There's a right way and a wrong way to install silt fence, so I'm going to cover that today. Let's talk about the orientation of the fence, the difference between standard fence, steel reinforced fence, and bio logs.
We're out here installing silt fence. Now we've already got one row of silt fence which has been up and functioning for about 90 days now. But the city wants to see a reinforced silt fence. I'm going to show you the difference between them and show you how to install them. Jake's just manually digging a trench, or you can get a trencher. This way works well. You have to get about a six-inch deep trench to tow it in. Now as we look at the one that's already been installed and been in service for a while now, you can see that it's actually buried right there and that's a key element. The other thing is which way you orient the silt. A reinforced silt fence looks like this and actually has wire mesh. It's more of a permanent structure.
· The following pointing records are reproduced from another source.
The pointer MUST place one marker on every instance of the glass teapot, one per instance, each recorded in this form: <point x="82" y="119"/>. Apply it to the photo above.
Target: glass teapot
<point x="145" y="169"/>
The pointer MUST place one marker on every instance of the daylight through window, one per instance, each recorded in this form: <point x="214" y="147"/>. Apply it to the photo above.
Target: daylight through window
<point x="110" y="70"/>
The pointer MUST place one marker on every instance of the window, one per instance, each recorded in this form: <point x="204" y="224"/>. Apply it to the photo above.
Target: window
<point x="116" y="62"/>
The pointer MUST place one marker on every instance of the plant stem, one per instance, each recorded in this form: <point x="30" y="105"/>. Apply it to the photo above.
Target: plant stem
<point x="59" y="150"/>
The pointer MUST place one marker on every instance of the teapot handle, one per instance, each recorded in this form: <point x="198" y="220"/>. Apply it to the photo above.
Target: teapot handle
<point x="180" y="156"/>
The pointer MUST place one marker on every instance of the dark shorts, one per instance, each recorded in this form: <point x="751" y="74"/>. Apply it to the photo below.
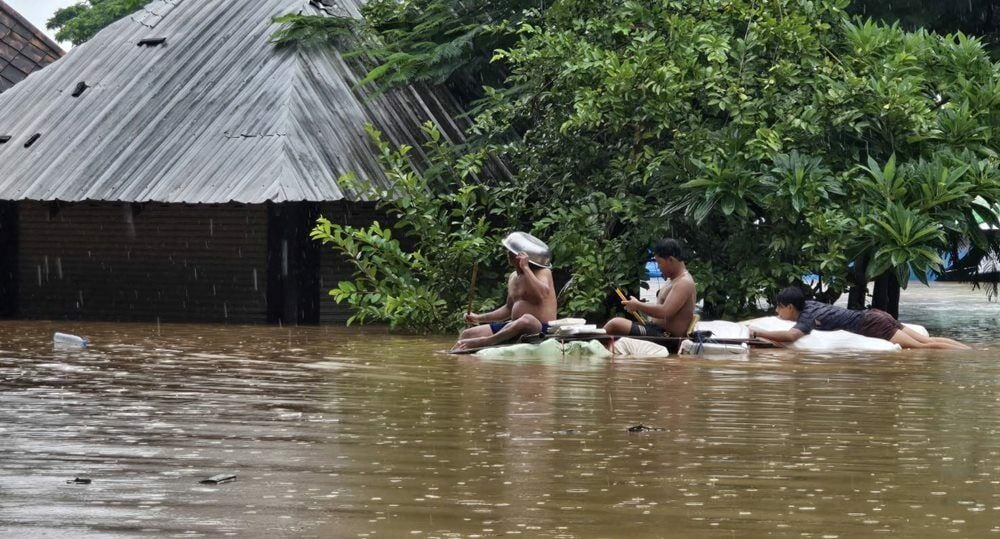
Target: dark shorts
<point x="879" y="324"/>
<point x="497" y="326"/>
<point x="645" y="330"/>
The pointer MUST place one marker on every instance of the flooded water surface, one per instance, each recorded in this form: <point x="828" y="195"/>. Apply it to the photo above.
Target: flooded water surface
<point x="336" y="432"/>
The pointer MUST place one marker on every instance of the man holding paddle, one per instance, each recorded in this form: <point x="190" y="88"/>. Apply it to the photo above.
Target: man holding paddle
<point x="531" y="297"/>
<point x="673" y="311"/>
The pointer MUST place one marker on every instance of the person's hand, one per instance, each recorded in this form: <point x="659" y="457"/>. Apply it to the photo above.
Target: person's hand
<point x="522" y="262"/>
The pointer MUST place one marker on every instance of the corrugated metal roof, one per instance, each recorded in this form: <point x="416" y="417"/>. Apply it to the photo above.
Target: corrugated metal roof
<point x="214" y="114"/>
<point x="23" y="49"/>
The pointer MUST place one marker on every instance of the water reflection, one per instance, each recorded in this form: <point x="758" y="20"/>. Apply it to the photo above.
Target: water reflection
<point x="336" y="433"/>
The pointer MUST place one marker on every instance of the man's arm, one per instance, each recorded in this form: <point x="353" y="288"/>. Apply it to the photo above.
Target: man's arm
<point x="672" y="304"/>
<point x="537" y="287"/>
<point x="787" y="335"/>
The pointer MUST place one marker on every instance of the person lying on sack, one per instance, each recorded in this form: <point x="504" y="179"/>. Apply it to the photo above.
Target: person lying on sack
<point x="791" y="305"/>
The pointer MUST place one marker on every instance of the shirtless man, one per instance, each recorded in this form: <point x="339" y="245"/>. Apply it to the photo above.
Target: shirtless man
<point x="531" y="297"/>
<point x="674" y="308"/>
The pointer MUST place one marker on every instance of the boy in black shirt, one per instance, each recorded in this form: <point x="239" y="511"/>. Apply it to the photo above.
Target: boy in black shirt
<point x="810" y="315"/>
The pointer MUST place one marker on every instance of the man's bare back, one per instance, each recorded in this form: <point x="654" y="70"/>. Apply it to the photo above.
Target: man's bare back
<point x="681" y="289"/>
<point x="522" y="302"/>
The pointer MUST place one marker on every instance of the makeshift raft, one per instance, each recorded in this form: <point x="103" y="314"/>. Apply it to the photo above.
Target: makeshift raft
<point x="625" y="345"/>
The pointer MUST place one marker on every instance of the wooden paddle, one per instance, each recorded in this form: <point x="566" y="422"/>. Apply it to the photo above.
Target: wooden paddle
<point x="640" y="317"/>
<point x="472" y="287"/>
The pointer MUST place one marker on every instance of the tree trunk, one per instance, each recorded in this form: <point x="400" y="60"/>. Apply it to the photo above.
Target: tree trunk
<point x="859" y="288"/>
<point x="885" y="296"/>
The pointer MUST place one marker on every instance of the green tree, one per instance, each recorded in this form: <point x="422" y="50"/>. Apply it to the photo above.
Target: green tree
<point x="778" y="138"/>
<point x="744" y="127"/>
<point x="82" y="21"/>
<point x="973" y="17"/>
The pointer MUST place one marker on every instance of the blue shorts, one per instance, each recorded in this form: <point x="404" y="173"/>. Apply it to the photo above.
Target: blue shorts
<point x="497" y="326"/>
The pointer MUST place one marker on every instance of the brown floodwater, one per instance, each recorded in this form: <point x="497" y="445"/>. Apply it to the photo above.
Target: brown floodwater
<point x="337" y="432"/>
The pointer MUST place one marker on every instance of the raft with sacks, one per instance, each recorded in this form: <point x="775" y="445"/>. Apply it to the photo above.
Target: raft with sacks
<point x="710" y="339"/>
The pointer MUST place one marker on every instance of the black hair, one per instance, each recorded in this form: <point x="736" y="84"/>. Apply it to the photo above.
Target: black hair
<point x="792" y="296"/>
<point x="667" y="247"/>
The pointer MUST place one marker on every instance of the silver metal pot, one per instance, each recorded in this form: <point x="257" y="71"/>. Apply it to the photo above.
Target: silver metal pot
<point x="522" y="242"/>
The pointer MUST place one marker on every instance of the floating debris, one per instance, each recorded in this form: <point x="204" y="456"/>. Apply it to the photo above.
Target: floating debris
<point x="643" y="428"/>
<point x="218" y="479"/>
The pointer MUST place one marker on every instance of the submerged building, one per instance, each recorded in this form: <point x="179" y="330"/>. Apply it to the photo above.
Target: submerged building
<point x="23" y="48"/>
<point x="171" y="168"/>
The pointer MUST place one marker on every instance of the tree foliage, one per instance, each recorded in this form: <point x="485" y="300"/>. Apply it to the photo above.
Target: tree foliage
<point x="82" y="21"/>
<point x="414" y="274"/>
<point x="778" y="138"/>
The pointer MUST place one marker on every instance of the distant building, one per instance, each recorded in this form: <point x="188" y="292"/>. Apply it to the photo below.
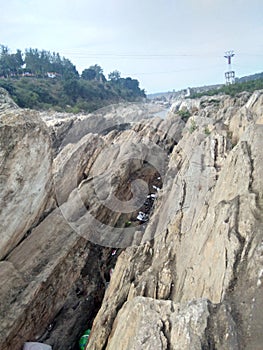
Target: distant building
<point x="52" y="75"/>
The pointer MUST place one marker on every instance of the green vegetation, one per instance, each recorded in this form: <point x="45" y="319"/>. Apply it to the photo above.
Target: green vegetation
<point x="43" y="80"/>
<point x="233" y="89"/>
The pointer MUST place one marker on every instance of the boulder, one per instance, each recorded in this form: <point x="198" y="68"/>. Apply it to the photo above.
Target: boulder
<point x="26" y="174"/>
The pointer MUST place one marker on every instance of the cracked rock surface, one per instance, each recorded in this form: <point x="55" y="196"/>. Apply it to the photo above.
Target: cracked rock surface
<point x="188" y="278"/>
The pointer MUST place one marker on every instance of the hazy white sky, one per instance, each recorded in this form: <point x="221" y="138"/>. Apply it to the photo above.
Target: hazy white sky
<point x="165" y="44"/>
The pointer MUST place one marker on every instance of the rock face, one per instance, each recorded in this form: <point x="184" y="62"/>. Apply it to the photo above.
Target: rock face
<point x="208" y="242"/>
<point x="189" y="276"/>
<point x="25" y="181"/>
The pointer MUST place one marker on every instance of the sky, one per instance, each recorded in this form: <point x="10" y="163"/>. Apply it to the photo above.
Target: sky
<point x="166" y="44"/>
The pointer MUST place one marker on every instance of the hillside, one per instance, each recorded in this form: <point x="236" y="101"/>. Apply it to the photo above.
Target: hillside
<point x="41" y="80"/>
<point x="146" y="231"/>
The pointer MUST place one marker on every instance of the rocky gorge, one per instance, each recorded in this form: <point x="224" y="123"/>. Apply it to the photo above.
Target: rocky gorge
<point x="147" y="231"/>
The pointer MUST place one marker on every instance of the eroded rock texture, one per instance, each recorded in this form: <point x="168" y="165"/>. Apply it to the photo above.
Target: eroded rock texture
<point x="209" y="242"/>
<point x="188" y="278"/>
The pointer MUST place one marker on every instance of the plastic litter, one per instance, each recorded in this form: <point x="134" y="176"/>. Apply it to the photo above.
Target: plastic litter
<point x="36" y="346"/>
<point x="84" y="339"/>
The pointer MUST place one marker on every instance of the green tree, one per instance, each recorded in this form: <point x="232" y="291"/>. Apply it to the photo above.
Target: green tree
<point x="88" y="74"/>
<point x="114" y="76"/>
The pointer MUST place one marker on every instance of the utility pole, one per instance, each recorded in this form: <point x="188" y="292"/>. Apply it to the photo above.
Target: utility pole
<point x="230" y="74"/>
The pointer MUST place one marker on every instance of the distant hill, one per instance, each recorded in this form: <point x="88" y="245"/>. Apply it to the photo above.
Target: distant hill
<point x="43" y="80"/>
<point x="250" y="77"/>
<point x="248" y="83"/>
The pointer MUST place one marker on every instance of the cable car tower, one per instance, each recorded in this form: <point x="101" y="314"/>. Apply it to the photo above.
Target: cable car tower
<point x="230" y="74"/>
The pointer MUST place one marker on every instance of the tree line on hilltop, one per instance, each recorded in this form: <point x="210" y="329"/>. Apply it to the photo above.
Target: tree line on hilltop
<point x="43" y="80"/>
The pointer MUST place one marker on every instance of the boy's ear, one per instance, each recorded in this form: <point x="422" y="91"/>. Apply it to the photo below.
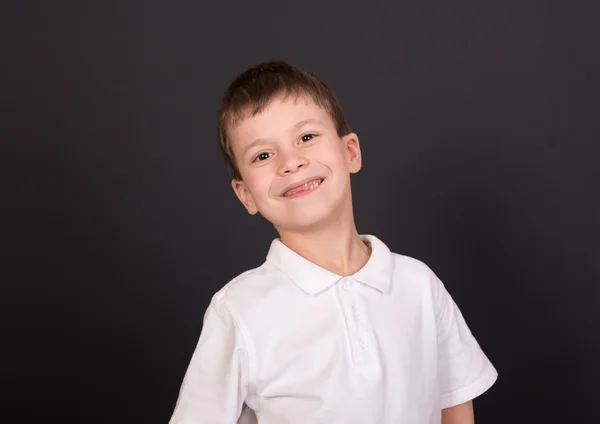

A reinforced silt fence looks like this and actually has wire mesh. It's more of a permanent structure. And then we use posts to frame those in. Let me show you the orientation on this site, so you can kind of get a feel for it. You can see that the posts are on the downward side. So what that means is as the runoff comes down the hill it will hit the fence. And if you get a blow out the stake remains in place and the fabric will tear in between it. If we had flipped this around the fabric was oriented on this side of the stake then the mud could go all the way down and through. So it's important to you orient the silt fence the right way. So we're doing right now is he's getting the fence initially set by putting the bottom of the extra length in place. Now, this fence actually has a flap dedicated to fold over so he can kick it in and then cover it with soil. This is a great example of what I'm talking abo the t orientation of the fence. Any of the silt that comes down the sediment will hit the silt fence fabric material on this side and then be stopped or reinforced by the wire mesh on the back side of this fencing.
We're getting the new silt fence installed. Important point. You cannot forget. No gaps. Look at the bottom of the fence it's all been dug in six inches deep. There's no gaps. A lot of times you see a fence flopping in the wind. That's not properly installed. Green fence posts every six feet. We're going to be reinforcing this fence with fence post because this is steel sill fence. If this was standard silt fence the wood stakes that are included are adequate. If you can't drive a fence in place there is another option: these bio logs. I recommend staking them in otherwise they can wash away. You can stake them on this case this is the downward side or you can drive a stake physically through the bio log. I don't prefer to rip the fabric at all. I have seen it done, but I like to keep it in place. Keep it whole Leep it untorn. I don't like to drive a stake through it if I don't have to.
Silt fences is in place and erosion control set. Ideally, this should have been sodded and vegetation should have been established. Then we wouldn't have needed silt fencing, but timing didn't work out. This job is all wrapped up.